Healthy veggie tomato sauce can be served as-is over pasta; spaghetti is most commonly used, although in our house we prefer penne. If you use vegetable broth instead of chicken broth when you make the sauce, this results in a vegetarian/vegan dish. However, I like to freeze it in dinner-sized portions, then thaw it while I fry up and drain a 500g package of lean ground beef, turkey, meatballs, or sausage. I stir the sauce in with the meat and simmer together while the pasta boils for an easy weeknight dinner. This tomato sauce is also great for making homemade lasagna, pizza, or Sloppy Joes.


Tomato sauce with ground beef over penne, sprinkled with Parmesan cheese.

Quick Dinners

With ComicCon prep taking over my life, I have been resorting to quick, improvised dinners to feed my family lately. Here are a few of them:

A quick trip to the grocery store yielded a refrigerated rotisserie chicken and cheese-and-spinach-stuffed pasta, both at 50% off. I reheated the chicken in the oven; boiled & drained the pasta and added some cream cheese, sour cream, and cooked spinach; and peeled & chopped a few carrots which I boiled in the microwave. Prep time for this meal was twenty minutes at most, leaving me more time to work on my costumes.
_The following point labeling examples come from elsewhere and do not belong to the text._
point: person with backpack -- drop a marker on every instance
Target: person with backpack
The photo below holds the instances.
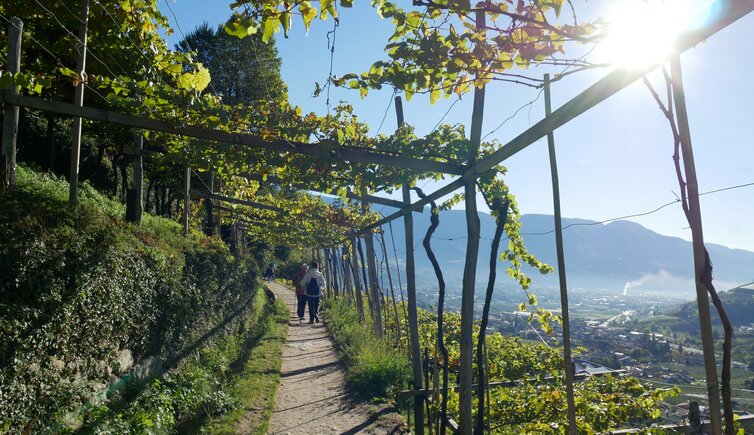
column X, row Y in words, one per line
column 313, row 282
column 300, row 289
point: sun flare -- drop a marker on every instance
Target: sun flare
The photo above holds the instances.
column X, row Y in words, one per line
column 642, row 32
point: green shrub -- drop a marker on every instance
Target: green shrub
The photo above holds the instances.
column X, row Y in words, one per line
column 374, row 369
column 77, row 287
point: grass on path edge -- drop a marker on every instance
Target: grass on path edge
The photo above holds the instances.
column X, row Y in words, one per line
column 259, row 377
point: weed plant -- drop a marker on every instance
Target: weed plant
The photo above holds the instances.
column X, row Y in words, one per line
column 374, row 369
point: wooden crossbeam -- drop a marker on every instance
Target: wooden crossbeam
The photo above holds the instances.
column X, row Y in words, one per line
column 419, row 205
column 236, row 201
column 350, row 195
column 317, row 150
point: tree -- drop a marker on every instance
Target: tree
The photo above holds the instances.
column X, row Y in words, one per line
column 244, row 71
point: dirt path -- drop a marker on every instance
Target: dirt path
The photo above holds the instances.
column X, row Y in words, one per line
column 312, row 397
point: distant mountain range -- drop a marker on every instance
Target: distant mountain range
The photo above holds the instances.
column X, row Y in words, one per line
column 738, row 303
column 620, row 256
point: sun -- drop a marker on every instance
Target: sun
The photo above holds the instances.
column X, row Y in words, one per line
column 640, row 33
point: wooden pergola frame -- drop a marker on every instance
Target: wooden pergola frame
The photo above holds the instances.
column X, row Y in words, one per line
column 728, row 11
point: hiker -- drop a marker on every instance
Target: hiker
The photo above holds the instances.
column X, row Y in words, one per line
column 270, row 273
column 313, row 283
column 300, row 297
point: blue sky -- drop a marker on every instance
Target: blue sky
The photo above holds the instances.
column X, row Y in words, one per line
column 614, row 160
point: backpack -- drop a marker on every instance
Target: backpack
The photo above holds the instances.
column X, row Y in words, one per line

Leftover soup with bok choy and rice.

One of my favourite things to do lately is throw leftover vegetables and/or meat into some home-made broth (of which I have copious amounts in the freezer), add a bit of leftover rice or small pasta, and then boil it all together for a few minutes. With a bit of salt and pepper, this becomes a healthy soup that takes only about ten minutes to prepare.

At the kids’ request, I did make up rice bowls this week, but of a simplified kind. While the rice was cooking, I peeled and nuked the carrots, chopped and microwaved the bok choy, and cooked up some frozen corn. I also grilled the shrimp — I love shrimp when I am short of time because it takes so little time to cook — and scooped out some avocado. No special shopping or all of the burners used this time for a rice bowl meal! I just used whatever I had in the fridge, freezer or pantry. It took about 35 minutes to make this meal, including prep work. Not bad for something so fresh and tasty.